Je n’ai ni concouru, ni demandé quoi que ce soit. Je n’aurais pu le faire que si chacun avait pu conserver son identité et son étiquette, particulièrement s’il avait été précédemment élu sous cette étiquette, et pour défendre les idées qui y correspondaient. La grande coalition à l’allemande contraint les députés à ne pas déroger à ce qui a été signé, après des semaines de dialogue entre les partis contractants. Le texte final du contrat de coalition correspond à un texte de plusieurs centaines de pages.

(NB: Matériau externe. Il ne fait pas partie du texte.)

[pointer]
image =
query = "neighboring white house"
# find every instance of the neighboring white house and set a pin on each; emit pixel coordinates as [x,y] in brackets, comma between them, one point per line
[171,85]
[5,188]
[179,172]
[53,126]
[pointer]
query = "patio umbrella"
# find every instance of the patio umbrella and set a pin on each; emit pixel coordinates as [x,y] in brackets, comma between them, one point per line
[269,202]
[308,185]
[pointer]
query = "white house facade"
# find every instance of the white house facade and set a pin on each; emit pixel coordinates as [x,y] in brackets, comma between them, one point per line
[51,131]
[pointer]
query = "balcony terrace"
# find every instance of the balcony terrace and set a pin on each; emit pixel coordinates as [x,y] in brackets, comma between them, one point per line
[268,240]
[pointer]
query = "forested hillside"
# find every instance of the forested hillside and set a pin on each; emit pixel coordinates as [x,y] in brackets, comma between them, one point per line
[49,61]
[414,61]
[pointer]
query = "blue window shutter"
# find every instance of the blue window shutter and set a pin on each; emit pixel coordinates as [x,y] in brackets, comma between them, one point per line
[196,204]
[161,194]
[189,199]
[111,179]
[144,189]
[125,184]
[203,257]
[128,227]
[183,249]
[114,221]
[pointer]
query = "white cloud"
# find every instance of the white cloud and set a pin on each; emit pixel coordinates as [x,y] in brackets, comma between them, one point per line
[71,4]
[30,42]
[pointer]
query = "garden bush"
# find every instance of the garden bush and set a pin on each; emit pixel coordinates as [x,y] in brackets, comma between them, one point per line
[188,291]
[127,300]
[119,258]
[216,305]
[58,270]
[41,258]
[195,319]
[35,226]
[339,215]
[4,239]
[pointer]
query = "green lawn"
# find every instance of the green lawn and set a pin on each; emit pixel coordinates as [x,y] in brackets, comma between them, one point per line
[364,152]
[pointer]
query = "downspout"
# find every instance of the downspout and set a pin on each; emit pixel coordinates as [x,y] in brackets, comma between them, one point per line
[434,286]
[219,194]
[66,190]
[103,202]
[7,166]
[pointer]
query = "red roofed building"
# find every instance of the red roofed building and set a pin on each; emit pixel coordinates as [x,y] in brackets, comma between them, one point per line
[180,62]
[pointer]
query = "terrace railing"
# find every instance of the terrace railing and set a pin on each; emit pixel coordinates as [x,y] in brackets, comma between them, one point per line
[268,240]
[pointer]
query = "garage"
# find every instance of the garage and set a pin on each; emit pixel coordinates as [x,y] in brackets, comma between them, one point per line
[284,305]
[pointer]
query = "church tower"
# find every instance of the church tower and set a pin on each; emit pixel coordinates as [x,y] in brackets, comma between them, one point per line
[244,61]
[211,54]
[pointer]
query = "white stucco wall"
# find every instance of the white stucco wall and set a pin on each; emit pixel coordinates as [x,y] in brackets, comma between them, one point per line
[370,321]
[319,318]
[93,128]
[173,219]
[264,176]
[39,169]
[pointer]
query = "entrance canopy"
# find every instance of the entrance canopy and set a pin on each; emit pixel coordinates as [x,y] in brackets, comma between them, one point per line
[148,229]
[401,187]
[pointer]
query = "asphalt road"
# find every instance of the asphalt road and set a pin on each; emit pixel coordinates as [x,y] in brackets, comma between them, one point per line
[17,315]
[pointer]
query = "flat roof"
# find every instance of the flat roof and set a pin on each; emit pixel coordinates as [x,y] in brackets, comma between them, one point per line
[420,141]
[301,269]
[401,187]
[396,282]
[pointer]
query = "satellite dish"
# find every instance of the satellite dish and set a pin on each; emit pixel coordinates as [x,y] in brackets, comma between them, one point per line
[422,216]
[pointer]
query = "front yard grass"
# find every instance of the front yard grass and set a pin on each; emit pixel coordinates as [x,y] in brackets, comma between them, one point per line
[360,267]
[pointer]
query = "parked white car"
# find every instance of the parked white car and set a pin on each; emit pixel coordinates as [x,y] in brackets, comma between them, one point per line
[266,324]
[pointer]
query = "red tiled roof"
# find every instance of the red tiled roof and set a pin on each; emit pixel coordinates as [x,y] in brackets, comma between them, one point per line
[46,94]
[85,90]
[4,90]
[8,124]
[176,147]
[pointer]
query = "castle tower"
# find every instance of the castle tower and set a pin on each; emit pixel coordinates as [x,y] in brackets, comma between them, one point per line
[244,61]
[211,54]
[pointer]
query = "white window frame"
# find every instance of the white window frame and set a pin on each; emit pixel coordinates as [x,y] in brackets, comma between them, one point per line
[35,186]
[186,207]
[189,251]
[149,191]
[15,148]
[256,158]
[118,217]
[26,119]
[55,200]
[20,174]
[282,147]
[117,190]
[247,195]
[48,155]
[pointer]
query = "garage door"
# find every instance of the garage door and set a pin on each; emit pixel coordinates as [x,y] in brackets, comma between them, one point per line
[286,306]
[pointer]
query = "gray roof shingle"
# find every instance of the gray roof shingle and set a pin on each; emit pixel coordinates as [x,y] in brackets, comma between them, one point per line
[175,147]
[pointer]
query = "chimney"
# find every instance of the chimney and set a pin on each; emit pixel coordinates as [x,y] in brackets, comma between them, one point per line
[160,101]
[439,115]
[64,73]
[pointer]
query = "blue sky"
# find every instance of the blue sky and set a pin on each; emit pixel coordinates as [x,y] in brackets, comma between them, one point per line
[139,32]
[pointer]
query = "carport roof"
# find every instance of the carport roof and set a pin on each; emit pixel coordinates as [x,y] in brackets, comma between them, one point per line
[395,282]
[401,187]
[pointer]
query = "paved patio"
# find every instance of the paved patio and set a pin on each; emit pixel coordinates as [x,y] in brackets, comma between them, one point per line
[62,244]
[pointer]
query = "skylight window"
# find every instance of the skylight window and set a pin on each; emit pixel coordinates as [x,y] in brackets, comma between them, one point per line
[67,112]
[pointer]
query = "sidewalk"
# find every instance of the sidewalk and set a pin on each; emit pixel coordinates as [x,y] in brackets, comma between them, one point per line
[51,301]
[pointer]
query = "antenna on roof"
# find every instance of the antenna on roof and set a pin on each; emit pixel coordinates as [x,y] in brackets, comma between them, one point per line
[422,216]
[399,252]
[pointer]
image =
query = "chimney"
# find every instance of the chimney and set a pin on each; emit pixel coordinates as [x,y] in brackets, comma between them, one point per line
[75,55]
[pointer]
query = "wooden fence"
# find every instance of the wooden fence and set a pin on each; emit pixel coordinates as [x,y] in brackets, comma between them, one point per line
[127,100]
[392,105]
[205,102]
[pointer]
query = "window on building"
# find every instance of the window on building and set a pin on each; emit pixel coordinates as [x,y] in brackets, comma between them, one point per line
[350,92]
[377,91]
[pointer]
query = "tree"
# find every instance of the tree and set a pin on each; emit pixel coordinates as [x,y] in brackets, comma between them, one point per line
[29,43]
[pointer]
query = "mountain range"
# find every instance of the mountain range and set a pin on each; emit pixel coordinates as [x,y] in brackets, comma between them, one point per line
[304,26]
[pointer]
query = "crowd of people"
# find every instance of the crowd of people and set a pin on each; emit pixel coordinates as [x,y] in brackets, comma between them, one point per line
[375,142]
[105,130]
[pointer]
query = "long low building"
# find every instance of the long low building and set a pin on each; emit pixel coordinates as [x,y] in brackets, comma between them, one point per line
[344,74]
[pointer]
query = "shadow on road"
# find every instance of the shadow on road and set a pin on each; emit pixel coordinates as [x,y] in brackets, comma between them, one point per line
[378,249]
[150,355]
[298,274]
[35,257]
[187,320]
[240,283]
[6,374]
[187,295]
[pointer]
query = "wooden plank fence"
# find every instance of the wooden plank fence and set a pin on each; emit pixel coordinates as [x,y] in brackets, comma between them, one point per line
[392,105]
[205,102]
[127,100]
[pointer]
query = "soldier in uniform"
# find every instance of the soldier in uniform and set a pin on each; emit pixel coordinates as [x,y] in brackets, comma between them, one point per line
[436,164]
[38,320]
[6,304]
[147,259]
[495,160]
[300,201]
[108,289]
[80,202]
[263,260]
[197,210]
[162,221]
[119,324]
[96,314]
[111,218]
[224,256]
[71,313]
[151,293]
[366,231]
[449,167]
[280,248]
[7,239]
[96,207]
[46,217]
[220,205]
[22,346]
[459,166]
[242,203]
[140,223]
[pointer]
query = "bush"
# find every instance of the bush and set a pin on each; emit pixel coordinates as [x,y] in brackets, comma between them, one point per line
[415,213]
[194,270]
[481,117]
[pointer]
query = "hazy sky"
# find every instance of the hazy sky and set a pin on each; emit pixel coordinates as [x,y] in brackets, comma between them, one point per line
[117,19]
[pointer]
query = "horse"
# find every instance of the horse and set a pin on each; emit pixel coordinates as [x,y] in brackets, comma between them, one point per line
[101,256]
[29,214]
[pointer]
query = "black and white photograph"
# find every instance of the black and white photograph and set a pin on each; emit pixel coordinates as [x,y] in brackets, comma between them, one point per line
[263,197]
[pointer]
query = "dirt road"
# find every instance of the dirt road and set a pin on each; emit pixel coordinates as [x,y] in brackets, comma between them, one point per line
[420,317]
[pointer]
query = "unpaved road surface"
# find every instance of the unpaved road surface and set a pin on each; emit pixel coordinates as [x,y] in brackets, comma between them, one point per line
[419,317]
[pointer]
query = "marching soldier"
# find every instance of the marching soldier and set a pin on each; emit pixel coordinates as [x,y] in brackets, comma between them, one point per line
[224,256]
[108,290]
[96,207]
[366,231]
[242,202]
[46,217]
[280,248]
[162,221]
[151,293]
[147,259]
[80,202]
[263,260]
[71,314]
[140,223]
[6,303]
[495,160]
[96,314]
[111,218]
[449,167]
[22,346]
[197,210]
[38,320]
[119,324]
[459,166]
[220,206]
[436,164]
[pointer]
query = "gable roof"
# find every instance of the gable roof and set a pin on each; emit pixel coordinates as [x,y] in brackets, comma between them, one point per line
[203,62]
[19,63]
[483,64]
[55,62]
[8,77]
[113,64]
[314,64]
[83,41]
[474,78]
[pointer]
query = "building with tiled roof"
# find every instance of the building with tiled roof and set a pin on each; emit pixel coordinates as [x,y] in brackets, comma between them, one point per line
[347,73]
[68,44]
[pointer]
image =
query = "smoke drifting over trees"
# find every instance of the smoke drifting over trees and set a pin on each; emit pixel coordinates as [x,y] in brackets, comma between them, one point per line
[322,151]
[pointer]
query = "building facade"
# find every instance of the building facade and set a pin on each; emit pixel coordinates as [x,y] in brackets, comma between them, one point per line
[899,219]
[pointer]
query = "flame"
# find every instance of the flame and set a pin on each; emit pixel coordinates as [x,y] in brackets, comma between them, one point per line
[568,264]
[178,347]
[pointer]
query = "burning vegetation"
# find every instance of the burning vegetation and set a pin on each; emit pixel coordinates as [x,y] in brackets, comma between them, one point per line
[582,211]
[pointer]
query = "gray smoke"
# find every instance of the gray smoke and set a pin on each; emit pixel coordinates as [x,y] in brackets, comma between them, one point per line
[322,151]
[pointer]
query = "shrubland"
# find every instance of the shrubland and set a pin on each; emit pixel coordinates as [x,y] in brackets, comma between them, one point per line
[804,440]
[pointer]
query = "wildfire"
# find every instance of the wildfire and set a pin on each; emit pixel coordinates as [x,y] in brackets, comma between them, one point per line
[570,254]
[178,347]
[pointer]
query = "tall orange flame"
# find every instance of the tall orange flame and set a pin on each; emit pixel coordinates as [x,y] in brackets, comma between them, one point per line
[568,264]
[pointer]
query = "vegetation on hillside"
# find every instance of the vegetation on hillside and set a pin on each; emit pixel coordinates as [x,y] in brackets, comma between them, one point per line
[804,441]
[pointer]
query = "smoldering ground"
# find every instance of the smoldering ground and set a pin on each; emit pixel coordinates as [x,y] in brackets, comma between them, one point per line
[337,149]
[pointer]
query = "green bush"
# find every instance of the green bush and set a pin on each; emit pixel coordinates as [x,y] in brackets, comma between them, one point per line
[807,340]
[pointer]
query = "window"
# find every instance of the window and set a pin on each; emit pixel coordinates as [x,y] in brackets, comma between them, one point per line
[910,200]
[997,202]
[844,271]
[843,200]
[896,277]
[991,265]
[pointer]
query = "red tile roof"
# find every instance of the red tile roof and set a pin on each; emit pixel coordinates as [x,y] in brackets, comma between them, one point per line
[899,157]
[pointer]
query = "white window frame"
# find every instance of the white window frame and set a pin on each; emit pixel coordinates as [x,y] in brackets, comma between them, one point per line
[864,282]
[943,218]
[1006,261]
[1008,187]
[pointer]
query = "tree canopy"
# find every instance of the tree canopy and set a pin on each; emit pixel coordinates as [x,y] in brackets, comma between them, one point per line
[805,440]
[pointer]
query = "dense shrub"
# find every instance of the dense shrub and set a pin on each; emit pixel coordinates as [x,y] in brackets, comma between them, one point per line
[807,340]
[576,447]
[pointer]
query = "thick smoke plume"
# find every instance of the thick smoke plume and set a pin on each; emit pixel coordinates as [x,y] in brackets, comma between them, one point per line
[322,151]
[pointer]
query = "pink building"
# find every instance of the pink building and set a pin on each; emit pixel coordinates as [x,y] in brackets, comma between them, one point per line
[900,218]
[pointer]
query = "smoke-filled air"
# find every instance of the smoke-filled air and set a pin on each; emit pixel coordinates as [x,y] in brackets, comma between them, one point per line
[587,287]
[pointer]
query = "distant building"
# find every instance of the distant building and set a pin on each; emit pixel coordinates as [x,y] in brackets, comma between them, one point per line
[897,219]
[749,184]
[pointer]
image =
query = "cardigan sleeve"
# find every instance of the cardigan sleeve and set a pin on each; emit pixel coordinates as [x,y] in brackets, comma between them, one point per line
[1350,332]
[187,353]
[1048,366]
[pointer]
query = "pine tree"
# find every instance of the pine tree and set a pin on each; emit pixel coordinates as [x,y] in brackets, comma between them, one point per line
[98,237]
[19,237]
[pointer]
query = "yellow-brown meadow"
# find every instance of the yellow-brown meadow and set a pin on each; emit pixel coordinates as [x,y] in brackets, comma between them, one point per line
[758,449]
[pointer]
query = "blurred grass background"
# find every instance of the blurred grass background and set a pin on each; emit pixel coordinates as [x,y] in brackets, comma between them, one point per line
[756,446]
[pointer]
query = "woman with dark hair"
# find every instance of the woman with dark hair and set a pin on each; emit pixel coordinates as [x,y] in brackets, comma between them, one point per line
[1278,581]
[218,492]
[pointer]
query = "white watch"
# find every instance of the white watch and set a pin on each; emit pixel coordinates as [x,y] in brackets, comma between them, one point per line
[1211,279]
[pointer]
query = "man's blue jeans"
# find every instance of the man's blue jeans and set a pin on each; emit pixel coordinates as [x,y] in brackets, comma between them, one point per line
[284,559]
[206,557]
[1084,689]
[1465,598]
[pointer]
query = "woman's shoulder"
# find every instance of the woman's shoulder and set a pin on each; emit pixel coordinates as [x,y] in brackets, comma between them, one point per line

LREM est devenu un parti si largement majoritaire à l’Assemblée qu’on peut l’appeler un parti unique ; ses statuts ont été votés par 30% des membres déclarés (180 000). La grande majorité de ses élus sont des nouveaux venus, peu en capacité au moins dans les premiers mois de contrer ou d’amender un seul mot des projets de loi du gouvernement, et plus gravement encore, n’en ayant pas le souhait, tout réjouis qu’ils sont d’assumer un mandat qui demandaient à tant d’autres des années d’engagement local et, pour beaucoup, de culture politique.

Je suis mal à l’aise, fondamentalement mal à l’aise, de cette évolution : d’un rapprochement de partis (ou de portions de partis) sur des projets définis, on en est venu à un parti unique, monocolore, souscrivant sans réserve ni modification à UN projet, rédigé à grands traits pour une campagne électorale. Bien sûr je souhaite la réussite de Macron, j’espère (encore) en sa capacité de rassembler au lieu de dégager et in fine de diviser , car je souhaite la réussite de la France. Mais quelque part, je crains que le contrat de mariage avec le pays, n’ait été quelque peu faussé au départ.